Monday, May 27, 2013

Liskov substitution principle

Recently I had a chance to upgrade a software component and get a better understanding about Liskov substitution principle.  Here I want to share this experience.

First I want to give the clear definition of Liskov principle.  This is the original Liskov principle definition:

Functions that use pointers or references to base classes must be able to use objects of derived classes without knowing it.

The following is from Wiki:

Liskov substitution principle:  objects in a program should be replaceable with instances of their subtypes without altering the correctness of that program.

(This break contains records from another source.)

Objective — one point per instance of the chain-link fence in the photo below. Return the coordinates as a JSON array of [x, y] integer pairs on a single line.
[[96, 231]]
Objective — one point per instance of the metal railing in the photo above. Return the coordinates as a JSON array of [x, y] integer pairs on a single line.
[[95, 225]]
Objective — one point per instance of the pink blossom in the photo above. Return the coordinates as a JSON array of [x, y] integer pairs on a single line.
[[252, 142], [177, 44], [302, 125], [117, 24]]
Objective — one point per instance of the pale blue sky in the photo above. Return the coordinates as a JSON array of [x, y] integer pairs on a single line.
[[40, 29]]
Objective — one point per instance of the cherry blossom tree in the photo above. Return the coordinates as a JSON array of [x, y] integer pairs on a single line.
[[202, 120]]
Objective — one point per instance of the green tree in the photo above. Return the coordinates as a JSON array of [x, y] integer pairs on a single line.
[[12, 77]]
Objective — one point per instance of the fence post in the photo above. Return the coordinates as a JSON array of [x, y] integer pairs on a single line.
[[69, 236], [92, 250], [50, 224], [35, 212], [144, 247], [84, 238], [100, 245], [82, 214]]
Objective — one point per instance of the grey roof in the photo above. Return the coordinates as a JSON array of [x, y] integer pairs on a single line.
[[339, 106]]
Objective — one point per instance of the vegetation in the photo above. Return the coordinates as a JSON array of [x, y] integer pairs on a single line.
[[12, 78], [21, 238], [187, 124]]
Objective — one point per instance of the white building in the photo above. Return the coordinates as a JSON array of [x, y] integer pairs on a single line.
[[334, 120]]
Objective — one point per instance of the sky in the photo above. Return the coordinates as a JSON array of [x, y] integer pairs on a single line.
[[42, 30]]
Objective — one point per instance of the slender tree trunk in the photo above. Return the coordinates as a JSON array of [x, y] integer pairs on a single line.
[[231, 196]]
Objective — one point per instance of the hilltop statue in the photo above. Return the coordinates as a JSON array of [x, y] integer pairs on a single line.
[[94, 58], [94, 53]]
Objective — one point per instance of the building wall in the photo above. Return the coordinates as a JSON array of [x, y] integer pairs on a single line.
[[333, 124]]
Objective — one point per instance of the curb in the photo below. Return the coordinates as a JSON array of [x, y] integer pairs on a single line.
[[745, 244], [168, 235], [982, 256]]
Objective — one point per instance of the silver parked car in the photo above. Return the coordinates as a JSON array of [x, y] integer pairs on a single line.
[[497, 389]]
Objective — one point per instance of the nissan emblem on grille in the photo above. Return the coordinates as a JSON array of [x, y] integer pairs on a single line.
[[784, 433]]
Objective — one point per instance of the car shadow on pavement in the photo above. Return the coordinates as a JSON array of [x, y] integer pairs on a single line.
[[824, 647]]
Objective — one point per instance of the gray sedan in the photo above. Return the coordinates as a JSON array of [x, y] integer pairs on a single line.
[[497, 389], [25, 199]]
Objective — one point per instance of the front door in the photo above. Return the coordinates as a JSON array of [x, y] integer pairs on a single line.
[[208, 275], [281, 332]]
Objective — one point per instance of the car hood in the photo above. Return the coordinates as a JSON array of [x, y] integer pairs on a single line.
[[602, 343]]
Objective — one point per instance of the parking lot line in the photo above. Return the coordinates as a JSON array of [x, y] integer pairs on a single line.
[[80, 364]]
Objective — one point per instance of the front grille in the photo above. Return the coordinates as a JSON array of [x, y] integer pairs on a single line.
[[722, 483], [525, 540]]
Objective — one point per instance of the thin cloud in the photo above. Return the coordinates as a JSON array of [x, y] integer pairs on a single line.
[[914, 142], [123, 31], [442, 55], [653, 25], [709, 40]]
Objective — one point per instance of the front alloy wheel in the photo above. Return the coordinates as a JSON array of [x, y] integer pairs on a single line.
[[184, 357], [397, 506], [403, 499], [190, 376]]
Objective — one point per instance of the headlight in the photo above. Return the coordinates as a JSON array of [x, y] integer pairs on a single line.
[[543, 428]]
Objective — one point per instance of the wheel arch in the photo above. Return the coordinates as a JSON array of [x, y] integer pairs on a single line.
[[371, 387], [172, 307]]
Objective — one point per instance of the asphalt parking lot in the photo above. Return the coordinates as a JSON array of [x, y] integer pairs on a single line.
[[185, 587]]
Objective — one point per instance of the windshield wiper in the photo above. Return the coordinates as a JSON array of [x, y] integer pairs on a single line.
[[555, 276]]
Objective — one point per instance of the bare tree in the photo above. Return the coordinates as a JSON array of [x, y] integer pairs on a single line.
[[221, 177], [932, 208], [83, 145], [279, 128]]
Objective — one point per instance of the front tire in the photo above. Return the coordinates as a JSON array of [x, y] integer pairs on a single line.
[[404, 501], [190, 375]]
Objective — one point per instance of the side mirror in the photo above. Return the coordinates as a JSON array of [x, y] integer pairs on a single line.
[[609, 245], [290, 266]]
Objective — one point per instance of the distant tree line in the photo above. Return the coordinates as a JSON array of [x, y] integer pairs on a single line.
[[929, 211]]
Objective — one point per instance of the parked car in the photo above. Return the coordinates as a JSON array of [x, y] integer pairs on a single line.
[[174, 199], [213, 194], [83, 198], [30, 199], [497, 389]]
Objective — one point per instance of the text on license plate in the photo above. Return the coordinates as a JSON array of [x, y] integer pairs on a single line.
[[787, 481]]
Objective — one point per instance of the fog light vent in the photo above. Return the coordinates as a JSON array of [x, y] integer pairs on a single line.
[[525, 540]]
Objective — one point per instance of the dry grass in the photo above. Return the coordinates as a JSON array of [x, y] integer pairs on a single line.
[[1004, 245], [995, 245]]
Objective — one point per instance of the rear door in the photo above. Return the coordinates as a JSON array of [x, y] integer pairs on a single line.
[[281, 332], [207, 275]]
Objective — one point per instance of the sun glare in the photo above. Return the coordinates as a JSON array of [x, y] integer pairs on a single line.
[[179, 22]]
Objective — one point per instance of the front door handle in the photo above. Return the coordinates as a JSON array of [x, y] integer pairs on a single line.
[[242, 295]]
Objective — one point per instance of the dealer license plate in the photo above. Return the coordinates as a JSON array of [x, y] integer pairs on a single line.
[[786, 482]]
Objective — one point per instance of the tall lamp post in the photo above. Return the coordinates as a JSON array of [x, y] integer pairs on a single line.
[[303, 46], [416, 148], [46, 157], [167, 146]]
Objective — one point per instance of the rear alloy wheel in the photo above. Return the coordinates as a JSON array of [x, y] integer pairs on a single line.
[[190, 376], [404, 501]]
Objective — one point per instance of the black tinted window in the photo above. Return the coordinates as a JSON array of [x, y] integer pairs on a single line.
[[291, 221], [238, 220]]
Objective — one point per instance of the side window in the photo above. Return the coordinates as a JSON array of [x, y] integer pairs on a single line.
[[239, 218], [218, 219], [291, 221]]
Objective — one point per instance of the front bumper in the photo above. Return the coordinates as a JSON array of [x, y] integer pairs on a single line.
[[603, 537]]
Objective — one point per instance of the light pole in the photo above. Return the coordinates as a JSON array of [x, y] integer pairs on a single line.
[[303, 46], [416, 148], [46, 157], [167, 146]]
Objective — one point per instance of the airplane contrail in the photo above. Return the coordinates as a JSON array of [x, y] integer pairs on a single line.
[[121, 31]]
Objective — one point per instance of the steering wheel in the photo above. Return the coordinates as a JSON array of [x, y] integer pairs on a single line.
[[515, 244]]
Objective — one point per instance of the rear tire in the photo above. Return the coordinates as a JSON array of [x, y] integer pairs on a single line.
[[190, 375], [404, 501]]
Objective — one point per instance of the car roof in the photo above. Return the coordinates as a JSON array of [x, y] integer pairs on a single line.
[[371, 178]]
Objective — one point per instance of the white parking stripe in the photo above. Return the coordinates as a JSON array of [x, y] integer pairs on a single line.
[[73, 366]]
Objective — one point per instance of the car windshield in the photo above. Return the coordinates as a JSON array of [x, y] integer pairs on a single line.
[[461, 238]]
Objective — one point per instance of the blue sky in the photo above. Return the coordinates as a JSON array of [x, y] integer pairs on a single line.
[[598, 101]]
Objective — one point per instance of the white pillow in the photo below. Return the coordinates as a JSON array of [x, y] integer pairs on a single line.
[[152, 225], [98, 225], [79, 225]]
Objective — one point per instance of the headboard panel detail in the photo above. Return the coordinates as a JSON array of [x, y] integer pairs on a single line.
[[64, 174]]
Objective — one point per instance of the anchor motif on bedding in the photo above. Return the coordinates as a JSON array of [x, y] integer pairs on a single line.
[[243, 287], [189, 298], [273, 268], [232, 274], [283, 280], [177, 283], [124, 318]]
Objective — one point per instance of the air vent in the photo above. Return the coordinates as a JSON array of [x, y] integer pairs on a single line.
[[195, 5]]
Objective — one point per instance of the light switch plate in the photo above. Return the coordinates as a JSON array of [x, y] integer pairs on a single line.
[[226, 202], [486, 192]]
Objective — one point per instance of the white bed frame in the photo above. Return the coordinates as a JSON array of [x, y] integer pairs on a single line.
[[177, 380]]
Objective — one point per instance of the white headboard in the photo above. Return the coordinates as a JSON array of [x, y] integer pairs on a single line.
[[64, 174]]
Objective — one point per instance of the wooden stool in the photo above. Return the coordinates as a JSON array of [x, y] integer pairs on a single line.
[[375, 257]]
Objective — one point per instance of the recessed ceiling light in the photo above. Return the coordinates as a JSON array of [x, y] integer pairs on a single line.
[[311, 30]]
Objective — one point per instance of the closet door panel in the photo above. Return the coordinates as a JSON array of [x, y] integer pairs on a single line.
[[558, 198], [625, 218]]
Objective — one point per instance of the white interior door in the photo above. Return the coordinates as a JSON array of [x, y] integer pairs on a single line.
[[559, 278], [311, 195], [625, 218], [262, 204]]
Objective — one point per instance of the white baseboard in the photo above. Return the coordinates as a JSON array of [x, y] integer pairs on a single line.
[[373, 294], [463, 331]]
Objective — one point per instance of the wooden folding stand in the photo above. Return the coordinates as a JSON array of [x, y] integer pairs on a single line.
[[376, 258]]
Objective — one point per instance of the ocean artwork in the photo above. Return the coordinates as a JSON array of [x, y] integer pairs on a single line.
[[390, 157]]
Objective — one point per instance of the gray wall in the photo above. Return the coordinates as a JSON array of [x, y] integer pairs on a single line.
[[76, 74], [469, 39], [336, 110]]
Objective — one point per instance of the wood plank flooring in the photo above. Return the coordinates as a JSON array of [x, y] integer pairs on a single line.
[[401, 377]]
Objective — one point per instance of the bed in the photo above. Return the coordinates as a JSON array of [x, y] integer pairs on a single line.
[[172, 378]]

The famous violation to this principle is the Circle-ellipse problem (or similar square-rectangle problem).  You can find the detail information in the Wiki definition.  

Scenario

The component creates and manages our software license.  Basically the code handles a chunk of binary memory, and the .NET BitArray is a good start.  BitArray treats every bit as a boolean value and kind of changes managing memory to managing a list of boolean values, so it makes managing binary memory easier.  But since BitArray is sealed, we cannot extend, so our base class just wraps up the BitArray class and adds some overloaded methods to make the operations easier.  The base class looks like this:


    public class CommonBits
    {
        private BitArray _bits;

        public void Set (int index, bool value)  { }
 
       public void Set (int index, byte value) { }         
        public void Set (int index, int value) { }
        ...

        public bool Get (int index) { }
        public int GetInt (int index) { }
        ...
 
    }

The derived class adds some secure operations to the base class.  The derived class still handles the binary memory, but it adds CRC verification to the original bits array.  The interface is like the following:


    public class SecureBits : CommonBits
    {
        public void Encode()  { }
 
       public void SetCRC() { }
 
       public void GetCRC() { }
 
    }

SecureBits prefixes 32-bits CRC checksum to the original BitArray.  We can use the following graph to demonstrate the difference between the 2 classes:

    

Problem
Now comes the problem.  Let's suppose one user uses the CommonBits class, he/she just would simply do this:

        var bits = new CommonBits();
        bits.Set (1, true);
        bits.Set (100, false);


However, if you replace the above code with the derived class SecureBits, the problem comes.  Since the first 32 bits data are calculated based on the following actual data, user cannot set any of the bit individually.  The Set() method in the derived class should be something like this:
        public void Set (int index, bool value)
        {
            if (index < 32)
                throw new Exception ("The CRC value cannot be set.  The value should be automatically calculated based on your actual bit array.");
            ...
        }
  

Apparently this code already violates Liskov principle "no new exceptions should be thrown".


Solution

My solution is change the inheritance to composition, which coincides with "favor composition over inheritance" principle.  The code is something like this
:

    public class SecureBits
    {
        public int CRC32Value {
            get
            {
                return CalculateCRC();
            }
            private set {}
        }
        public 
CommonBits BitsData { get; set; }        
        public CommonBits ToCommonBits() { }
    
}

From the BitsData property, user can access all CommonBits operations, but he/she cannot set the CRC value.  Also I provide ToCommonBits() method and user can converts the instance to a normal CommonBits instance.  But from there on, if user changes some bits, the CRC value will not change accordingly.  But it's useful when user wants to use other methods of CommonBits.